Rep. Mike Waltz has taken responsibility for a group chat in which high-ranking officials planned military strikes in Yemen in the company of a journalist who was inadvertently added. “I take full responsibility.
I built the group,” Waltz told Fox News on Tuesday, adding it was “embarrassing.”
President Donald Trump and US intelligence chiefs have downplayed the security risks and said no classified material was shared. However, both Democrats and some Republicans have called for an investigation into what several lawmakers have described as a major breach. Atlantic magazine editor-in-chief Jeffrey Goldberg reported that he was accidentally added to the Signal chat by a user named Mike Waltz.
Goldberg claimed he saw classified military plans for US strikes in Yemen, including weapons packages, targets, and timing, two hours before the bombs struck. That content was not included in his reporting. Waltz was unable to explain in his Fox News interview how Goldberg came to be on the chat.
Contradicting Trump, he said a member of his staff was not responsible and another, unnamed contact of his was supposed to be there in Goldberg’s place. “We’ve got the best technical minds looking at how this happened,” Waltz continued, adding that Goldberg’s number had not been on his phone. “I can tell you for 100% I don’t know this guy,” Waltz said.
Waltz’s Signal chat oversight
President Trump played down the incident, calling it a “glitch” that had “no impact at all” operationally.
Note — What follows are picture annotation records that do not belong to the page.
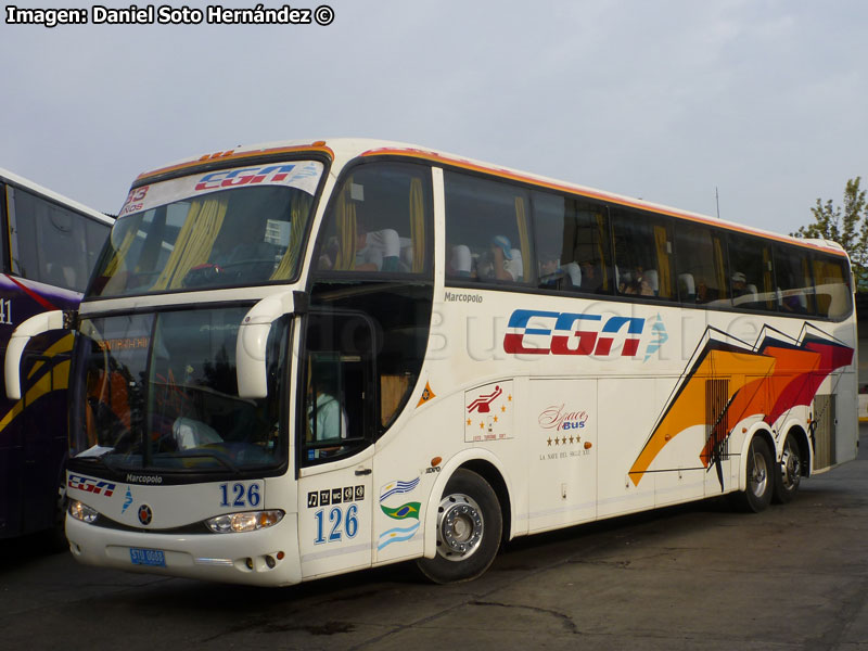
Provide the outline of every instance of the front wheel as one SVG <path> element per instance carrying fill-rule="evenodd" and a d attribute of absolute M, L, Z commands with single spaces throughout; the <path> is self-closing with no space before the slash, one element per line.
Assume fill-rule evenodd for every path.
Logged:
<path fill-rule="evenodd" d="M 765 511 L 775 489 L 775 458 L 768 444 L 754 436 L 748 448 L 748 488 L 738 494 L 738 505 L 745 511 Z"/>
<path fill-rule="evenodd" d="M 438 584 L 476 578 L 495 560 L 502 529 L 500 502 L 490 484 L 459 469 L 437 509 L 437 554 L 421 559 L 419 569 Z"/>
<path fill-rule="evenodd" d="M 779 505 L 786 505 L 799 492 L 802 482 L 802 455 L 799 444 L 792 436 L 787 436 L 783 442 L 783 452 L 780 456 L 780 464 L 775 472 L 775 496 L 774 499 Z"/>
Speaking to Newsmax, Trump said somebody who worked with Mike Waltz at a lower level had Goldberg’s phone number.
US Director of National Intelligence Tulsi Gabbard and CIA Director John Ratcliffe denied at a Senate hearing on Tuesday that any classified information was shared in the message chain. The Signal group chat also included accounts identified as being Vice-President JD Vance and Defence Secretary Pete Hegseth. Mark Warner, the Democratic vice-chairman of the Senate Intelligence Committee, said: “This Signal chat situation sheds light on a sloppy and grossly incompetent national security strategy from the Trump administration.”
Goldberg’s reporting revealed that officials on the chat had discussed the potential for Europe to pay for US protection of key shipping lanes.
“Whether it’s now or several weeks from now, it will have to be the United States that reopens these shipping lanes,” the account associated with Waltz wrote on 14 March. He added his team was working with the defense and state departments “to determine how to compile the cost associated and levy them on the Europeans”—at Trump’s request. The revelation has sent shockwaves through Washington, prompting a lawsuit and questions about why high-ranking officials discussed such sensitive matters on a potentially vulnerable civilian app.
Some national security experts have argued that the leak was a major operational lapse, and archive experts warned that it violated laws on presidential record keeping. American Oversight, a non-partisan watchdog group, sued the officials who participated in the chat for alleged violations of the Federal Records Act and Administrative Procedure Act. The group claimed that by setting the chat to automatically delete messages, the group violated a law requiring White House officials to submit their records to the National Archives.
The White House has confirmed that a journalist was inadvertently added to a chat where national security officials discussed a military strike. US officials are now focused on ensuring such an incident does not happen again.